Python: Empowering Data Science Applications and Research

Authors

  • Mritunjay Ranjan Assistant Professor, School of Computer Science and Engineering, Sandip University, Nashik, Maharashtra, India
  • Krishna Barot Student, School of Computer Science and Engineering, Sandip University Nashik, Maharashtra, India
  • Vaishnavi Khairnar Student, School of Computer Science and Engineering, Sandip University Nashik, Maharashtra, India
  • Vaishnavi Rawal Student, School of Computer Science and Engineering, Sandip University Nashik, Maharashtra, India
  • Anujaa Pimpalgaonkar Assistant Professor, School of Computer Science and Engineering, Sandip University, Nashik, Maharashtra, India
  • Shilpi Saxena Assistant Professor, School of Computer Science and Engineering, Sandip University, Nashik, Maharashtra, India
  • Arif Md. Sattar Assistant Professor, Department of Computer Science and Information Technology, Anugrah Memorial College, Gaya, Bihar, India

DOI:

https://doi.org/10.37591/joosdt.v10i1.576

Keywords:

Data Science (DS), Machine Learning (ML), IDE, GUI, Python, data analytics, artificial intelligence, Programming Language

Abstract

It was in 1991 that the first mention of Python came to light. Since it is one of the best programming languages, it is widely used in the data analytics industry. It is speedy, easy to use, and can smoothly alter data with no hiccups. It aids in the processes of data analytics generally, such as data collection, analysis, modelling, and visualization. Python stands out from other languages because it provides all the necessary tools for developing cutting-edge applications and machine learning quickly and easily. The fields of data science and analytics have benefited greatly from recent advances in computing power, the capacity to store vast volumes of data, and knowledge of relevant methodologies in areas such as Data Analytics, Artificial Intelligence, Machine Learning, etc. The goal of this study is to have a discussion on the. All the fundamental resources for developing Python applications may be found in a single place with the help of an IDE (Integrated Development Environment). Integrated development environments (IDEs) are research-oriented software packages that bring together a familiar Graphical User Interface (GUI) with the most widely used programming languages and tools. It often consists of a source code editor for writing programs and local build automation for creating a local version of the software, like compiling computer source code. Additionally, it enables you to duplicate the programs for use on your personal computer. These editors may be used by developers and software engineers to design apps for personal computers or the web; by DevOps engineers to carry out continuous integration; and to aid in job automation and boost the software engineer's productivity and expertise. Some of the many great advantages of adopting a top-tier Python integrated development environment are listed below. Build automation, code linking, testing, and debugging are just some of the features available in Python IDEs that may help you save time. This research will begin with an overview of the Python Data Science Library before moving on to a discussion of data science's many practical applications. In addition, this research provides a comprehensive evaluation of Python IDEs used in the fields of data science and research.

References

Cabo C. Effectiveness of flowcharting as a scaffolding tool to learn python. In 2018 IEEE Frontiers in Education Conference (FIE). 2018 Oct 3; 1–7.

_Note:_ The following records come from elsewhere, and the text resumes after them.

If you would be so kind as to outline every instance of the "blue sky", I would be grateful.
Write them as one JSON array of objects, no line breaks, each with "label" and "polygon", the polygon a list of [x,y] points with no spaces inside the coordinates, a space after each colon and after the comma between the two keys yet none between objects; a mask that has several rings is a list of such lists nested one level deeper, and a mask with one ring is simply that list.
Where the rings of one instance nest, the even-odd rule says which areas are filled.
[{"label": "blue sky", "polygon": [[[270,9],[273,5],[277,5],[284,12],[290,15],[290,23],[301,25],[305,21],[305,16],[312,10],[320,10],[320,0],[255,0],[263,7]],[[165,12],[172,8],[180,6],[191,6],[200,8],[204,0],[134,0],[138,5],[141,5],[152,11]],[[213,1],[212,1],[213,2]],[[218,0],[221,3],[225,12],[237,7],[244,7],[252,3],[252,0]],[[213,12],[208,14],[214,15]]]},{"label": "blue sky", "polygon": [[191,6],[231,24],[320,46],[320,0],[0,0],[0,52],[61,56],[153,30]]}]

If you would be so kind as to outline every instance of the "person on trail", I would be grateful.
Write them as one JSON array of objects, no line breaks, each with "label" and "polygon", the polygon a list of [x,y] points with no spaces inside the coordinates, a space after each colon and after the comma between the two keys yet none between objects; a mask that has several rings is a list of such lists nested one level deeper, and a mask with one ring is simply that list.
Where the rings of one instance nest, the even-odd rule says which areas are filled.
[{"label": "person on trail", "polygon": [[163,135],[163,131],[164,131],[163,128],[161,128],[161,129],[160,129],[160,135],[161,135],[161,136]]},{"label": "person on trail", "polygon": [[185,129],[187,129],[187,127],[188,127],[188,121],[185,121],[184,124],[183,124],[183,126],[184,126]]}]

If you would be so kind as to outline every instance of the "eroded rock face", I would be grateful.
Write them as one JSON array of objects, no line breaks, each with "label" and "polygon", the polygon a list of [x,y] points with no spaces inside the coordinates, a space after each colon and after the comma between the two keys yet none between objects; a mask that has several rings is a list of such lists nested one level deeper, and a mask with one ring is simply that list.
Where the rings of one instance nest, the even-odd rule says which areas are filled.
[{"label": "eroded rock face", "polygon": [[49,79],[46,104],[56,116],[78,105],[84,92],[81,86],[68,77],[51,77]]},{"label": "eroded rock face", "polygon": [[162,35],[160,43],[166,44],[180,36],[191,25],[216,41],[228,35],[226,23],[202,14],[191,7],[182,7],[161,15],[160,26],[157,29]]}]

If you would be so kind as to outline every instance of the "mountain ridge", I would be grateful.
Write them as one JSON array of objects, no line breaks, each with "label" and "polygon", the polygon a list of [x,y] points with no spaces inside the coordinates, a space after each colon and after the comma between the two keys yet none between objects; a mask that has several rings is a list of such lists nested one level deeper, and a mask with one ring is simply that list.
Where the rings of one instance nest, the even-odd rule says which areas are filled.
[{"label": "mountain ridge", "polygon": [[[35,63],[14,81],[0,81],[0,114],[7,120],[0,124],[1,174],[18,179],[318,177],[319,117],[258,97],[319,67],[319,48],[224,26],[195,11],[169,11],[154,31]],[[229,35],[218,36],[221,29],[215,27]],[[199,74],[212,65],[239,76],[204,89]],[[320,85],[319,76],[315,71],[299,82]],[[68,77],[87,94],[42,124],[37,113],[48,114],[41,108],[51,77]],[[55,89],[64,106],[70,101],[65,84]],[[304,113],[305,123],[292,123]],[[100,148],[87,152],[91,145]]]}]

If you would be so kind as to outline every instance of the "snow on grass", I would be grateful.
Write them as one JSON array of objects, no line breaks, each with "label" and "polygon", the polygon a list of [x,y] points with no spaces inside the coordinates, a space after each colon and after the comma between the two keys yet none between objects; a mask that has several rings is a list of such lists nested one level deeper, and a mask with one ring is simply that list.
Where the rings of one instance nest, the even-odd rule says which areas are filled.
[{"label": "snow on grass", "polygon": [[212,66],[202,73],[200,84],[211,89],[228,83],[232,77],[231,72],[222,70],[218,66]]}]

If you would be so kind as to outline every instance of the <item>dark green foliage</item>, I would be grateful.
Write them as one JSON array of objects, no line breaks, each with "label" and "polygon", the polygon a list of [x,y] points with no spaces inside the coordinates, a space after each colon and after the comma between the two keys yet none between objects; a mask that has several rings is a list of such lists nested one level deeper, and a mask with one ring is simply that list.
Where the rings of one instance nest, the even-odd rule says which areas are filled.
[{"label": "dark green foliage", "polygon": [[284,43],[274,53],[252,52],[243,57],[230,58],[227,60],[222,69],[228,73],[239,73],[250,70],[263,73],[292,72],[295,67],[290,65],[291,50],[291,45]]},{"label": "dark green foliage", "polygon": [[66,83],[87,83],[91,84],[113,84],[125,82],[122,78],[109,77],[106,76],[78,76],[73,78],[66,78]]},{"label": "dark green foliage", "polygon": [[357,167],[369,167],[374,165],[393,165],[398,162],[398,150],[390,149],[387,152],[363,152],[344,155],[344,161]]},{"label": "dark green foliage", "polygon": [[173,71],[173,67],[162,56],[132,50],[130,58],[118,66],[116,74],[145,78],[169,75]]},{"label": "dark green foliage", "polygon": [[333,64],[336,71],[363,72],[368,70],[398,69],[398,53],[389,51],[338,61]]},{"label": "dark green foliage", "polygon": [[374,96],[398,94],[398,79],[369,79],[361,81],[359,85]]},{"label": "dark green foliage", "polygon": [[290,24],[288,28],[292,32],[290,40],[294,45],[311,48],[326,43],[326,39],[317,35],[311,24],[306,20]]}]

Vadlamani A, Kalicheti R, Chimalakonda S. API Scanner - Towards Automated Detection of Deprecated APIs in Python Libraries. 2021 IEEE/ACM 43rd International Conference on Software Engineering: Companion Proceedings (ICSE-Companion), Madrid, ES. 2021; 5–8. doi: 10.1109/ICSE-Companion52605.2021.00022.

Loulergue F, Philippe J. New List Skeletons for the Python Skeleton Library. 2019 20th International Conference on Parallel and Distributed Computing, Applications and Technologies (PDCAT), Gold Coast, QLD, Australia. 2019; 392–397. doi: 10.1109/PDCAT46702.2019.00077.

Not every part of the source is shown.